他将案几一拍:“我决定了,先从边府开始,大军即日开拔,监督各府清田。散会!”
众人低着头鱼贯而出。
周显章路过程四德身边时,偷偷拽了拽他的袖子,却被程四德不动声色地甩开。
议事厅里只剩两人时,程四德才上前一步:“将军,您就不怕这些士绅联合湘军造反,里应外合?”
徐武嗤笑一声,从抽屉里摸出个鼻烟壶,凑到鼻尖吸了口。
“怕什么?军队都有分田,士兵们巴不得有人闹事,好趁机拿些军功赏田。再说军官都是魏国派来的,根正苗红,这群文官士绅翻不起浪。”
程四德点点头,心里却另有盘算。
福建陆军十五万,人均配着火枪,军饷虽比魏国本土低些,但管够温饱,还有安家银,确实不容易动摇。
可徐武这两年在闽地威望日增,行事越来越独断,连魏国那边派来的监官都不怎么放在眼里了。
“对了,”徐武忽然从抽屉里掏出封信,拍在案几上。
“你瞅瞅这个,清廷又派人来了,说只要咱们名义上归顺,就封我为闽王,税银照旧,只求每年朝贡点茶叶瓷器。”
程四德瞥了眼信封上的火漆,是清廷宗人府的印记。
他拿起信快速扫了几行,嘴角勾起一抹冷笑。
“老调重弹罢了。当年曾国藩灭了太平天国,清廷许诺封王,最后只给了个一等毅勇侯,徐将军岂能看不出这是画饼?”

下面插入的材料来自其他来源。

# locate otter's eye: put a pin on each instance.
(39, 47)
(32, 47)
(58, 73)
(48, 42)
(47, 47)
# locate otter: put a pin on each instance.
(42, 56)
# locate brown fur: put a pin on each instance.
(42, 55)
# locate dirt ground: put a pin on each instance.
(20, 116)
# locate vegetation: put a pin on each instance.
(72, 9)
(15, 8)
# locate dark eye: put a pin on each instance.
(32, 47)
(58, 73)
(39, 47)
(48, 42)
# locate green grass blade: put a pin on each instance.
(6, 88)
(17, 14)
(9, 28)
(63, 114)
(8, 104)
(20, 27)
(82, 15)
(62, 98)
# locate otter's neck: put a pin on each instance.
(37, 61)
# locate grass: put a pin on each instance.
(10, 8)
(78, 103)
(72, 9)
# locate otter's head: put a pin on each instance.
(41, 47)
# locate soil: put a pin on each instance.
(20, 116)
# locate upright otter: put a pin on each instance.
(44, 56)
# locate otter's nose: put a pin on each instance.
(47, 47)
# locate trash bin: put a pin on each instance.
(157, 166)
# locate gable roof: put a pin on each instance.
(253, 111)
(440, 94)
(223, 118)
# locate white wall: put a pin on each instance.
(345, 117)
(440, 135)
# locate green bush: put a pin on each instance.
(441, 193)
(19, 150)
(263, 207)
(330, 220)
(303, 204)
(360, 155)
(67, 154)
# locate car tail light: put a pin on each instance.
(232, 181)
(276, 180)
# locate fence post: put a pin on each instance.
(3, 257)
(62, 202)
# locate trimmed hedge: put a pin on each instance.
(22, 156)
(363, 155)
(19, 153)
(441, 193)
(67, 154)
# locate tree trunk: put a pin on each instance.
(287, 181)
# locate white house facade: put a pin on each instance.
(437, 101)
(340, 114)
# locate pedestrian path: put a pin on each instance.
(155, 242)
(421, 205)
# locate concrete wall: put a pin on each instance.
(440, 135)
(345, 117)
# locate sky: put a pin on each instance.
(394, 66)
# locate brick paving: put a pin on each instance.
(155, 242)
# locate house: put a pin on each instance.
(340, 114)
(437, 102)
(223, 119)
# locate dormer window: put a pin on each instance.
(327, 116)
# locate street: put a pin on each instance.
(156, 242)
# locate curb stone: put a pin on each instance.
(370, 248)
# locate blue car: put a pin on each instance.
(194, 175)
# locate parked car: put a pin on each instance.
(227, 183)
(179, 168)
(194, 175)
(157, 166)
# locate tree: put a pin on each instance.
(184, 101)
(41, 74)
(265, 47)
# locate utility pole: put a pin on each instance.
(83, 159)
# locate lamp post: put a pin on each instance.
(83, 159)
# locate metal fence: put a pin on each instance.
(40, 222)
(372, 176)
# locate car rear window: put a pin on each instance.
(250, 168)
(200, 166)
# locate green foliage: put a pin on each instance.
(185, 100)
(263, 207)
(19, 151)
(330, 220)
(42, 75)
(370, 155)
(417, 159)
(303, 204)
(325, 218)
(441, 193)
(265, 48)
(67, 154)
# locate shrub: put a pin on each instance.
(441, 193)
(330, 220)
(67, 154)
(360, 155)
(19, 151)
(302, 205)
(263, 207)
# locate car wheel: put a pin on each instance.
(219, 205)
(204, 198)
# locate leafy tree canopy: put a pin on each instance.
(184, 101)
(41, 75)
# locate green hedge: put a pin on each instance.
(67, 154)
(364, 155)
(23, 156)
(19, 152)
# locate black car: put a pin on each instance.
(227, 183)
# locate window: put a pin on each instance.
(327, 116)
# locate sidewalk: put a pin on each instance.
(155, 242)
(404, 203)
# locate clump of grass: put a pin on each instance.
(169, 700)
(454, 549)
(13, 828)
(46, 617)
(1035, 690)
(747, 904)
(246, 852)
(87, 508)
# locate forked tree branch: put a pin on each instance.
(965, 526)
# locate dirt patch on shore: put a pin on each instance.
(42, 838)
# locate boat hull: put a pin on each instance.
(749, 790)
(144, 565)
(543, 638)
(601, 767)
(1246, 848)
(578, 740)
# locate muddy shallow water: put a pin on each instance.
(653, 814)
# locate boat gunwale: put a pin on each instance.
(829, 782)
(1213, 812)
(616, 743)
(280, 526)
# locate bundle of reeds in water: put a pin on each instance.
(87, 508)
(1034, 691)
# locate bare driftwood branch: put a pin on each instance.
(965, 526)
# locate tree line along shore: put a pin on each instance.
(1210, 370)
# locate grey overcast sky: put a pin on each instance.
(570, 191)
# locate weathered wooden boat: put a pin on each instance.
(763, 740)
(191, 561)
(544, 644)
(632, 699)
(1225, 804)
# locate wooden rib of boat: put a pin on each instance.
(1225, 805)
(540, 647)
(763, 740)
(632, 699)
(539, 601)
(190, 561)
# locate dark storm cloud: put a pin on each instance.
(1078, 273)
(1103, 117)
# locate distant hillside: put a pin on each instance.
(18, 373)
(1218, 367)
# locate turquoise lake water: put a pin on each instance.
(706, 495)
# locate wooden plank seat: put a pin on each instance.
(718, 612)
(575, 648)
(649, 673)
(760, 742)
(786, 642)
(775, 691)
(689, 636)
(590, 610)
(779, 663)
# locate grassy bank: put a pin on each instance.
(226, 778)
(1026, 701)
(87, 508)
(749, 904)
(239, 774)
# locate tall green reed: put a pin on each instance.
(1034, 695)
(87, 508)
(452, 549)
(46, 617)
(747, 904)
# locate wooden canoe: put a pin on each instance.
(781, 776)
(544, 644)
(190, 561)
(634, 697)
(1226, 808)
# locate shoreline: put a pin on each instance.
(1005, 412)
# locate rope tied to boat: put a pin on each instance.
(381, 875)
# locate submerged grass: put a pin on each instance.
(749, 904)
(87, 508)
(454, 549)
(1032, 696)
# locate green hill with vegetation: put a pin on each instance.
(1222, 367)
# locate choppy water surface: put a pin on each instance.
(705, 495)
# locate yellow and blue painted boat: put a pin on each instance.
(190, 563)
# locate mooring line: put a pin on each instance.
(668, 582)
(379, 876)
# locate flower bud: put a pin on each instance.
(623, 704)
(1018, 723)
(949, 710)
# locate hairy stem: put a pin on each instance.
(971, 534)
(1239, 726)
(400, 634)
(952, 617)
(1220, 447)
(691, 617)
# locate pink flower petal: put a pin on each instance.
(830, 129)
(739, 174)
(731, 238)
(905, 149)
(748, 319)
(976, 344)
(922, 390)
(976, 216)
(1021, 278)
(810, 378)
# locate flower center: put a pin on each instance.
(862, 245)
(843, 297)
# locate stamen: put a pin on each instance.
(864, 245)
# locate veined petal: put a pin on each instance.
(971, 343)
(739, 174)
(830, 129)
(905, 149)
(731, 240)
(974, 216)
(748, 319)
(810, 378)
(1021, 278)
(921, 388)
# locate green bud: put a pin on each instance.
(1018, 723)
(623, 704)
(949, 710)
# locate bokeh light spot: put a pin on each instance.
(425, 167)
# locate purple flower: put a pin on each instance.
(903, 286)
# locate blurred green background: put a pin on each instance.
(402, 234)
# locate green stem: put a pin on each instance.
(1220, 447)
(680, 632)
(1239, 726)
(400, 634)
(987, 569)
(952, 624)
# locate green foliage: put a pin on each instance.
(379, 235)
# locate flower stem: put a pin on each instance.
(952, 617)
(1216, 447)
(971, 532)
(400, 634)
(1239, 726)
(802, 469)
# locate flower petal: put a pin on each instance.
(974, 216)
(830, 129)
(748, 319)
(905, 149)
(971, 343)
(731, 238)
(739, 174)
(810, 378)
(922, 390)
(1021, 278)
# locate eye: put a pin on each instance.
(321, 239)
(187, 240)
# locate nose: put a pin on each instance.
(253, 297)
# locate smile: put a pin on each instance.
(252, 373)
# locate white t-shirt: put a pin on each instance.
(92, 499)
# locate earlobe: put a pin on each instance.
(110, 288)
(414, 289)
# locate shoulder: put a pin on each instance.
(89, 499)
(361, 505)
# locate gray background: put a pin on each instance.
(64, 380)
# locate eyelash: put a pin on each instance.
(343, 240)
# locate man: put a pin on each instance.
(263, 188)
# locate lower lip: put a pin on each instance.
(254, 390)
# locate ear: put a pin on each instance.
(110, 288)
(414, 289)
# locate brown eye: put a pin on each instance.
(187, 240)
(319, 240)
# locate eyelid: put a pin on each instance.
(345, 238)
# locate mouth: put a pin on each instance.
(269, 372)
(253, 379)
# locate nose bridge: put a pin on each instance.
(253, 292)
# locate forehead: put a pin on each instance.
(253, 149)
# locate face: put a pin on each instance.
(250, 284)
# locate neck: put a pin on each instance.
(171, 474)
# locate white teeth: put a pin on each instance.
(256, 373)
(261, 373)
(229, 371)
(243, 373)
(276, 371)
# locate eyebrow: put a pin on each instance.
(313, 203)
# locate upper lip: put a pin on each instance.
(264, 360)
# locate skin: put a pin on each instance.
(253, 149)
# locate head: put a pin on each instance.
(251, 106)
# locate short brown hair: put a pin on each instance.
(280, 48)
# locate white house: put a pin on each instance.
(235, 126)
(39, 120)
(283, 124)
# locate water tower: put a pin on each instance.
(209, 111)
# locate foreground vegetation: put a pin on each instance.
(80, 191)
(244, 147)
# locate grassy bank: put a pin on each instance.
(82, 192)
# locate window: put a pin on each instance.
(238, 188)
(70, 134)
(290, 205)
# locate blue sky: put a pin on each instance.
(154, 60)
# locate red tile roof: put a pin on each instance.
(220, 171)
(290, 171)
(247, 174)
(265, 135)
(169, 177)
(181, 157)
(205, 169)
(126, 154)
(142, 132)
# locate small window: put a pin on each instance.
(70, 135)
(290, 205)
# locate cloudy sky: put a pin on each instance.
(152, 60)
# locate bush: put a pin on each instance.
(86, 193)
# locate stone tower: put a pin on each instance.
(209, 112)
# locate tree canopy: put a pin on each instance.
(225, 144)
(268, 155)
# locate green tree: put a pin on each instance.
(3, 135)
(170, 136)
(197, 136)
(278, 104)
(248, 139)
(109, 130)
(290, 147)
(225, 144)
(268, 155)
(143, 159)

“我身为魏臣,自然不会受这蛊惑。”徐武把信揉成一团,扔进炭盆里。
火苗“腾”地窜起来,很快将信纸烧成灰烬。
“清廷不过是想稳住咱们,等腾出手来再收拾。真信了他们的话,才是自寻死路。”
程四德躬身应是,眼角的余光却瞥见徐武抽屉里的一封封积压的书信。
他心里咯噔一下,不动声色地告退:“将军若无其他吩咐,属下先告退了。”
回到府里,程四德把自己关在书房,连晚饭都没吃。
烛火下,他看着纸上“徐武”两个字,笔尖悬了半天都没落下。
“徐武在闽日久,行为倨傲,一意孤行,连文官集团都敢得罪。”他喃喃自语,手指敲着桌面。
“陛下派他来是安抚闽地,不是让他树敌的。”
更让他不安的是清廷的信使——每月都来,明着被拒,暗地里却不知道递了多少话。
那些裂土封王的许诺,听多了难免让人动心。
尤其是徐武现在手握重兵,真要反了魏国,投靠清廷,后果不堪设想。
“以他的威望,真要动摇起来,福建怕是要乱。到时候湘军趁机南下,魏国的根基都要受影响。”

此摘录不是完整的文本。